According to the provisions of aviation laws, other restrictions that refer to the transport of food in carry-on baggage refer to limitations on the size and weight that are established by each airline, in addition to those rules that are related to the transport of liquids (discussed in the introduction to this topic). 

The specified measurements do not affect products that are purchased in EU airport stores, as long as these stores are located after the security check, or on the aircraft itself, nor do they affect the products that are placed in your checked luggage. 

In conclusion, as a general rule, the introduction of animal products, meat, dairy, etc. is prohibited, except for those cases of private use or other special measurements as described above. 

            b) Travelling to a destination outside of the EU

In the case of trips to destinations outside of the EU, most restrictions prevent you from travelling with ham, sausages and similar foods for the reasons specified in the previous section. Even so, there are many people who vacuum-pack products and place them in their checked luggage, which doesn't usually end up being problematic as long as the quantities are not abused. 

The other option, if you really want to eat ham during your trip, is to buy it at much higher prices in your destination country, where you'll most frequently find Italian Parma ham or Duroc hams, rather than Iberian ham.

When travelling to a country outside of the EU, it is a good idea to consult the legislation in the country of destination. In general, it is not allowed to bring any type of meat product in your carry-on luggage, however you can travel with vacuum-packed products if your suitcase is checked; however, it is always better to check the legislation in order to avoid problems.  

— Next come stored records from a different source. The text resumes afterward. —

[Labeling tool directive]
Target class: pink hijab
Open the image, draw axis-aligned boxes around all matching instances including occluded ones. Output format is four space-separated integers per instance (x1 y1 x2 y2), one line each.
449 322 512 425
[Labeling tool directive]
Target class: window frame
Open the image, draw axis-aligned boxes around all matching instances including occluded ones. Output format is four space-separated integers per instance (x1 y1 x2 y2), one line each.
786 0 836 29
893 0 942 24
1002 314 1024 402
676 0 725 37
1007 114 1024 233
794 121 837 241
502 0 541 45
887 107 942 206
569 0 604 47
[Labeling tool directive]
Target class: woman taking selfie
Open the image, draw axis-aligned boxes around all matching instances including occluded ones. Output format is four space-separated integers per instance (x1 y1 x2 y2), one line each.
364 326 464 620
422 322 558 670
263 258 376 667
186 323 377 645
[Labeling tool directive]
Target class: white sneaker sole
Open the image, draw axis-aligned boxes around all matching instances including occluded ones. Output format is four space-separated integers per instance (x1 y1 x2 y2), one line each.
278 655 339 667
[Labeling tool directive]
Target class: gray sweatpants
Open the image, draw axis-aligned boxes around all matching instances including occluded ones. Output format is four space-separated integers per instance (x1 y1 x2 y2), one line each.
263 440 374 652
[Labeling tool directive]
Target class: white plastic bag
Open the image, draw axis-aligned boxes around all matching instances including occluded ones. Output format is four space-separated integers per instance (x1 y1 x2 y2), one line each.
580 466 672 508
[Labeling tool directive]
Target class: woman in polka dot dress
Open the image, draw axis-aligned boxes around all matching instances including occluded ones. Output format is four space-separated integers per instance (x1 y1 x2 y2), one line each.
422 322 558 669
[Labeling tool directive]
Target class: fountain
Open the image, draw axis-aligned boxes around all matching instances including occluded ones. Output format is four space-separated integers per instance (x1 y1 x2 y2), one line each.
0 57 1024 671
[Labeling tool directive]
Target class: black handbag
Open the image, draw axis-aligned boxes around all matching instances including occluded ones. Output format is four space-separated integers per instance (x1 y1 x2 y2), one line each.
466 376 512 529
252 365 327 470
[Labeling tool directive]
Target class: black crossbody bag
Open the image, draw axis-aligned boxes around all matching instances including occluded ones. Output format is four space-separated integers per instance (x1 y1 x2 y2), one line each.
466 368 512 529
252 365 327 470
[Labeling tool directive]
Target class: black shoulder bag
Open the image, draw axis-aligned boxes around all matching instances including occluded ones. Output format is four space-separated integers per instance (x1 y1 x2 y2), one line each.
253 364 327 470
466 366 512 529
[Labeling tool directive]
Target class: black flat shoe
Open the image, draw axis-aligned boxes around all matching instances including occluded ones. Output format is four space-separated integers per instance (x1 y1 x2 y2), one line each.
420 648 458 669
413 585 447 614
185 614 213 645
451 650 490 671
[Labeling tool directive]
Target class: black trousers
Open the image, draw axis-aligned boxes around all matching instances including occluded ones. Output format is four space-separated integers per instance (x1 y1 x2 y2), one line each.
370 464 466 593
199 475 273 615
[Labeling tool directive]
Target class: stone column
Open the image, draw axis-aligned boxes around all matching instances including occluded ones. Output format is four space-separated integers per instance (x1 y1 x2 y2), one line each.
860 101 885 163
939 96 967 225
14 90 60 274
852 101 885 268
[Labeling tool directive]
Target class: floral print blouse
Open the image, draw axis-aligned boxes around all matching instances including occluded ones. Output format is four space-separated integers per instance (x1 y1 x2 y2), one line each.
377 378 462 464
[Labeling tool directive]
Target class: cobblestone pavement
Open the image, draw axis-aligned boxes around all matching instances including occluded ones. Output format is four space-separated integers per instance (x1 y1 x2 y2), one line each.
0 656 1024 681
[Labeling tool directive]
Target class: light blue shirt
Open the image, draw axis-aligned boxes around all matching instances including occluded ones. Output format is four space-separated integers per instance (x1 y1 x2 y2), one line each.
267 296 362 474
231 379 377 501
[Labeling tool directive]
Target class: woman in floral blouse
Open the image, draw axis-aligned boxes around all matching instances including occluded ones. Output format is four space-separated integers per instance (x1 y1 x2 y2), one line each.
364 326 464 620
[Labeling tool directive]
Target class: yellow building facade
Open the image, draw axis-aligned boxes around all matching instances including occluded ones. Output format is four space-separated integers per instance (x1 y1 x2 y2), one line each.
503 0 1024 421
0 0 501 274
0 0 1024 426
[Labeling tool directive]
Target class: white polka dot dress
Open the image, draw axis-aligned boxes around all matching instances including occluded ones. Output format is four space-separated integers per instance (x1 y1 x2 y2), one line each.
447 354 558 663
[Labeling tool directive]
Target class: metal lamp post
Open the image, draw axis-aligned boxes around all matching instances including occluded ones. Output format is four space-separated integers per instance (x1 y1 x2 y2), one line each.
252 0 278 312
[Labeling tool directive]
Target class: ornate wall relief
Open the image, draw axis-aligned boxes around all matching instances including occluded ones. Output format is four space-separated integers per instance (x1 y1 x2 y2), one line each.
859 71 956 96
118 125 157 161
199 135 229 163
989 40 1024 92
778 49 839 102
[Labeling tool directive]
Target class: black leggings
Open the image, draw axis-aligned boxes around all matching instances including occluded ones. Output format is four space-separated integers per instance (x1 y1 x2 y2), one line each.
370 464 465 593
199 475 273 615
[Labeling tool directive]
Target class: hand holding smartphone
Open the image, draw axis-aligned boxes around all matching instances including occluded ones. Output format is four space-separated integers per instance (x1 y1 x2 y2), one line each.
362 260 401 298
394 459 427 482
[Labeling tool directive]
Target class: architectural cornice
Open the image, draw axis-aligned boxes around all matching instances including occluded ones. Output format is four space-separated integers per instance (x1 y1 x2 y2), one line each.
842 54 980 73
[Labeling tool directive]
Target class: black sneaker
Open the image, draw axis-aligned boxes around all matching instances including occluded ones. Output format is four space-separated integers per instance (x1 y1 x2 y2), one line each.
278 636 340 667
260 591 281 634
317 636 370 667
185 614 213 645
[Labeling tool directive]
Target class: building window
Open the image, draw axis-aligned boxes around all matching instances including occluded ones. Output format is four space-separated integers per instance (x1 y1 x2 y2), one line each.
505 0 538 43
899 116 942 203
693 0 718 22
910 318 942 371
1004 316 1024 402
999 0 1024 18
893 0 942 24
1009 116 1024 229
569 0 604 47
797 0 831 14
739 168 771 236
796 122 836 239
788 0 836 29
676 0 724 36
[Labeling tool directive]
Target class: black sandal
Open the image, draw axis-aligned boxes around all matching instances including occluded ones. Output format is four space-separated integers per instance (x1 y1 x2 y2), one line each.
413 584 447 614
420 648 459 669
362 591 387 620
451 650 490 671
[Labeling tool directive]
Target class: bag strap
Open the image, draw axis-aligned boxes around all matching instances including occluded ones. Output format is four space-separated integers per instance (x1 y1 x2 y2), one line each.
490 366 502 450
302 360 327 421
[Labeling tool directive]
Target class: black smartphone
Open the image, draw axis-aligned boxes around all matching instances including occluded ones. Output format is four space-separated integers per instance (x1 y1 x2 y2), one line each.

Another recommendation would be to read the website of the embassy of the country you are travelling to, where you will find information on the nation and you can also check if they allow the entry of food products such as ham, cheese or chorizo, and see whether or not there are restrictions that apply. 
There are countries like the United States which practically don't allow any food to be taken in. Bringing food to the United States can be a problem, even if the products are allowed. The security controls are so exhaustive that they can look through everything you are bringing, even if the objects or foods are not among their prohibited items. 
Additionally, in the United States it is not allowed to bring in meat, not even canned products. On the other hand, you can take in chocolate, nougat, canned fish or even cured cheeses, as long as the total weight does not exceed five kilograms. 

For the specific case of ham and other cured meats, in some countries the entry of this type of product is specifically regulated. In other countries, as is the case of Argentina, Mexico, Brazil and China, it is allowed to bring in this type of food, but Iberian ham is only permitted if it is vacuum packed, cut up or in slices, you can never bring a whole piece. 

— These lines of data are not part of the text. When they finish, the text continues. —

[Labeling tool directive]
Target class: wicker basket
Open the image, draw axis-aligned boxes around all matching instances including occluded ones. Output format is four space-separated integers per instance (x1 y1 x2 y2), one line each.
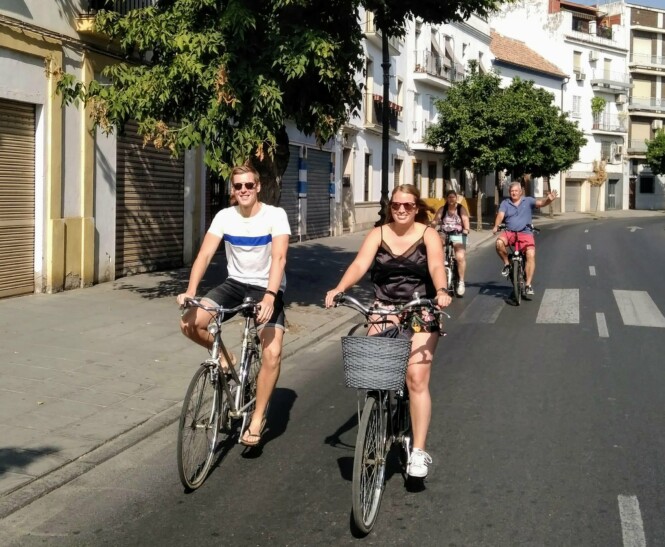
342 336 411 390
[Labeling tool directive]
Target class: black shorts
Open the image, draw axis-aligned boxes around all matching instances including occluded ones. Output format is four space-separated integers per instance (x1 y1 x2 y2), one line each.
203 279 286 330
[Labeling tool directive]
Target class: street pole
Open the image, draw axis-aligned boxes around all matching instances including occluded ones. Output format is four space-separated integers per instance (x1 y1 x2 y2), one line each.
376 26 390 226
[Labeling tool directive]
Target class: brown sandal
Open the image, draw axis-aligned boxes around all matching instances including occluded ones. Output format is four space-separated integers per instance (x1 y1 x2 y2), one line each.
240 417 266 447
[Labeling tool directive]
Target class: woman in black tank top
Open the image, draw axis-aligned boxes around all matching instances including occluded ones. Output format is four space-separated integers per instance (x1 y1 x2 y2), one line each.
325 184 451 478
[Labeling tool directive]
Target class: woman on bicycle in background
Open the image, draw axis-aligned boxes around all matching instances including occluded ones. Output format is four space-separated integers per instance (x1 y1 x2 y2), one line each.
325 184 451 478
431 190 469 296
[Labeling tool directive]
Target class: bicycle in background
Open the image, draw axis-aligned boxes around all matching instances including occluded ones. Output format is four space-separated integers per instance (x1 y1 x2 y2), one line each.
177 297 261 490
335 293 449 534
498 224 540 306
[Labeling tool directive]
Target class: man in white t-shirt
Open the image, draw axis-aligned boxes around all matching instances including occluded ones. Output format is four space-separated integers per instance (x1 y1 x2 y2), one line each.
177 165 291 446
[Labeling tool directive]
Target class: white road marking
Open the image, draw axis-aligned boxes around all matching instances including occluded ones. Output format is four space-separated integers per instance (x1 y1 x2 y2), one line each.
619 495 647 547
596 313 610 338
612 290 665 328
457 293 505 323
536 289 580 324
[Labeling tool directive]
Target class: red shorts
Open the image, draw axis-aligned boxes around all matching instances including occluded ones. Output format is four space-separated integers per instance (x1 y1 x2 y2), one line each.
499 232 536 249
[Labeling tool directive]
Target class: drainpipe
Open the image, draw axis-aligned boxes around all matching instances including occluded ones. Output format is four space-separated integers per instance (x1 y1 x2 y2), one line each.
547 76 570 218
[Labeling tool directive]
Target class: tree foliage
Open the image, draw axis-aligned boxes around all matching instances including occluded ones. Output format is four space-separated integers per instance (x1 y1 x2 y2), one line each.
427 63 586 182
646 129 665 175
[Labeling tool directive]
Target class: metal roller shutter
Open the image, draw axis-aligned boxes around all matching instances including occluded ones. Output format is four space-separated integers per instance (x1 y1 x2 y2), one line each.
115 122 185 277
0 100 35 298
279 145 300 238
307 148 331 239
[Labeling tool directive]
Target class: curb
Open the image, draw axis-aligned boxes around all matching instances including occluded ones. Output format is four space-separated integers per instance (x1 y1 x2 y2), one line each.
0 310 358 519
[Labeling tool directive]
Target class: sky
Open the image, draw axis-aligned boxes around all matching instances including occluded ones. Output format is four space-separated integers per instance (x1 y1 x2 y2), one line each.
573 0 665 9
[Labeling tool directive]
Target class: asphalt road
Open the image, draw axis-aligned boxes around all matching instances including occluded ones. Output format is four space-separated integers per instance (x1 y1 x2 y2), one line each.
0 218 665 546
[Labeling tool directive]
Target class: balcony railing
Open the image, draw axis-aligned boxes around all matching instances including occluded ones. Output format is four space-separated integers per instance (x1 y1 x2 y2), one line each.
87 0 157 15
411 120 434 143
628 97 665 112
414 50 464 82
630 53 665 68
628 139 647 154
591 69 630 88
363 93 402 131
592 114 628 133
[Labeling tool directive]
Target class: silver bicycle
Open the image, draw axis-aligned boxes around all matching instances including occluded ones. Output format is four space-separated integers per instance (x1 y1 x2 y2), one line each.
178 297 261 490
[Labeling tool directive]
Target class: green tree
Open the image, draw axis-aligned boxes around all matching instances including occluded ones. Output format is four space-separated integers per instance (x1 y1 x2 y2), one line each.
427 71 586 226
59 0 513 203
59 0 363 203
646 129 665 175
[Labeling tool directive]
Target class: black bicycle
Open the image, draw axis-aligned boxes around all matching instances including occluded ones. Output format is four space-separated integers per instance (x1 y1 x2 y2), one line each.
498 224 540 306
335 293 449 534
178 297 261 490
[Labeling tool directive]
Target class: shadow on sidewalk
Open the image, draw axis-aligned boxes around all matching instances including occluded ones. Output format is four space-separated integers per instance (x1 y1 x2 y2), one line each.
0 446 58 476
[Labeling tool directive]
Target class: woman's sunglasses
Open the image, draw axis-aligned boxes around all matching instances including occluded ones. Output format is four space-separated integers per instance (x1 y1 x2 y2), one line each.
390 201 418 213
231 182 256 192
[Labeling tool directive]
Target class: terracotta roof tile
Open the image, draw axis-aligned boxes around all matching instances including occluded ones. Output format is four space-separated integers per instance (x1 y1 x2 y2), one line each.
490 30 568 78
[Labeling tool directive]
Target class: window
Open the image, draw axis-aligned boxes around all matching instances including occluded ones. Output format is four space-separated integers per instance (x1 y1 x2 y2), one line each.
393 159 402 188
413 161 423 195
363 154 372 201
427 162 436 198
640 176 654 194
570 95 582 118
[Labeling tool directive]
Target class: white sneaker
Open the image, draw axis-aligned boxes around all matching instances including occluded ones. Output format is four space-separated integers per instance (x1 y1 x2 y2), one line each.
406 448 432 479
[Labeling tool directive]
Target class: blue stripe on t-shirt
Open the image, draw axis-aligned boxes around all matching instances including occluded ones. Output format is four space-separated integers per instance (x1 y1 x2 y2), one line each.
224 234 272 247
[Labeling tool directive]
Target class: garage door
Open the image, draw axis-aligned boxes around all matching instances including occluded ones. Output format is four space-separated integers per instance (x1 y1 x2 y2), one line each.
566 180 582 213
115 123 185 277
0 100 35 298
307 148 331 238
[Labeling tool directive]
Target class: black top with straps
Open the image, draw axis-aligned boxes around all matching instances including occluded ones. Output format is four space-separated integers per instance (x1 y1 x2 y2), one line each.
371 226 436 304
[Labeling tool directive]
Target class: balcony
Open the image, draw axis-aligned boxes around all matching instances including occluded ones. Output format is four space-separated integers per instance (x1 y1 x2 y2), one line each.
413 50 465 89
630 53 665 70
628 97 665 113
591 113 628 133
76 0 158 34
628 139 647 156
363 93 402 135
591 69 630 92
364 11 400 56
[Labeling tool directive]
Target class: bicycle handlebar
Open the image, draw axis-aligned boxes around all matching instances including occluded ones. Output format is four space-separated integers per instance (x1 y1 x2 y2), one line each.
496 222 540 234
182 297 260 315
334 292 450 319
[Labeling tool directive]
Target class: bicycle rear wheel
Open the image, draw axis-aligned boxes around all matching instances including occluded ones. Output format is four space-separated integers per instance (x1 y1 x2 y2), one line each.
512 260 522 306
178 365 222 490
352 395 388 534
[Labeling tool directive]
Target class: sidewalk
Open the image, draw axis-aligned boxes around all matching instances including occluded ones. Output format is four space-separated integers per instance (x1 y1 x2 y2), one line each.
0 207 662 518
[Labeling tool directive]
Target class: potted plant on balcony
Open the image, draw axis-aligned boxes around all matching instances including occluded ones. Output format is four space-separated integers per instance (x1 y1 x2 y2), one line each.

The case of Muslim countries is even more delicate, where you cannot introduce any product containing pork, so if one of these countries is your destination, then the ham will have to stay at home. 

Special diets and food transportation

In the case of people with celiac disease, food intolerances or those who travel with children and need to bring pediatric food, it is allowed to transport liquids in your carry-on baggage that will be used during the trip (including the outward flight, your stay and the return flight) due to special dietary needs. 

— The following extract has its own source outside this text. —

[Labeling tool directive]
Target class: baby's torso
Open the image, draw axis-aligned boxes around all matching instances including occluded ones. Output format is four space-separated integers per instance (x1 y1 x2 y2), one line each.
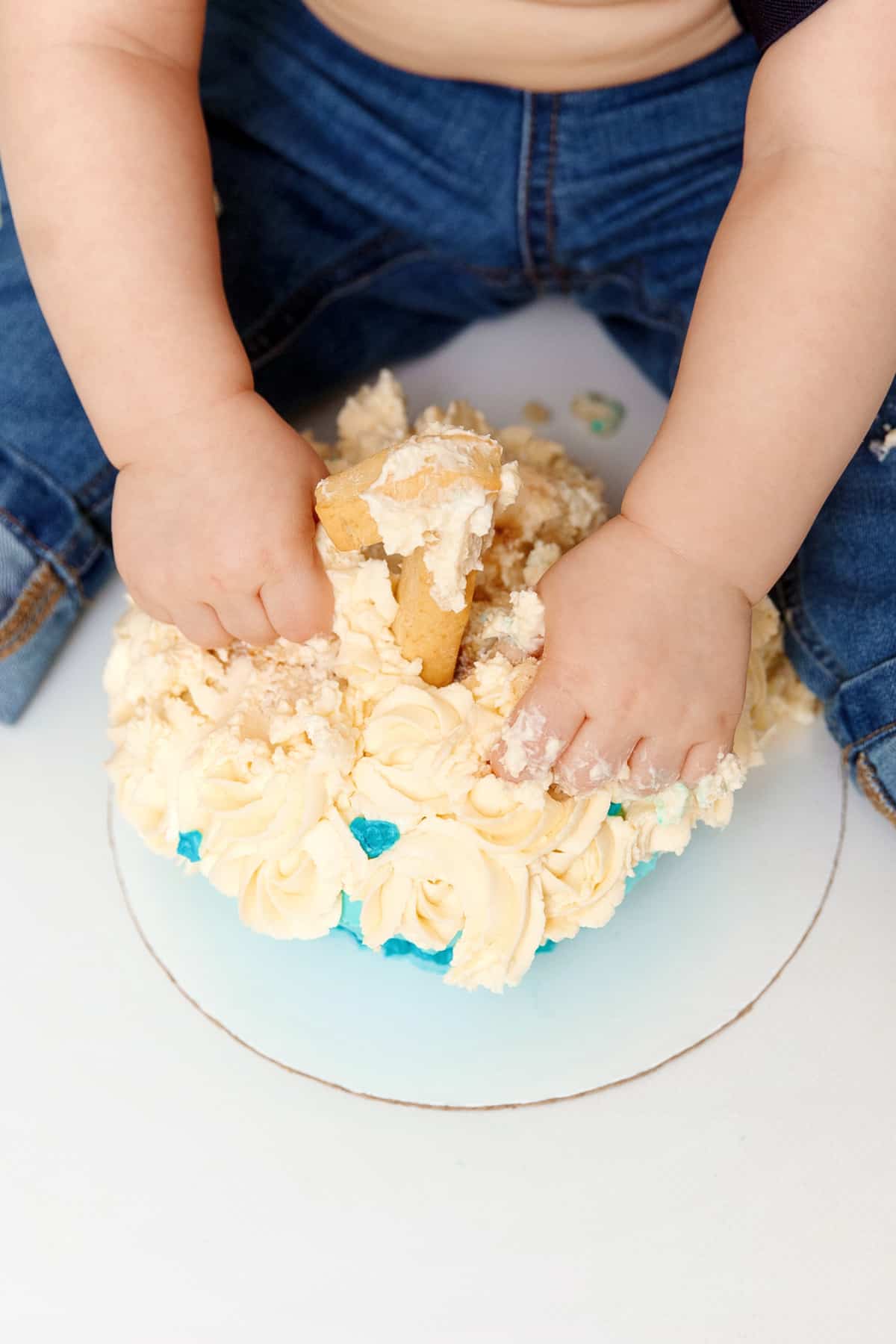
308 0 740 91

In these cases, the passenger must take out and show the products; they will have to be examined separately at the security check, with it also being necessary to carry a document that justifies the need to carry these foods, such as a medical certificate where the disease, intolerance or special condition is indicated. 
With all of these recommendations, we must make sure to inform ourselves and pay attention to the rules if there is any special food that we can't go without. In any case, the main risk associated with transporting food is that they'll be detected and confiscated before your departure or at your destination. You should take all of this into account in future trips.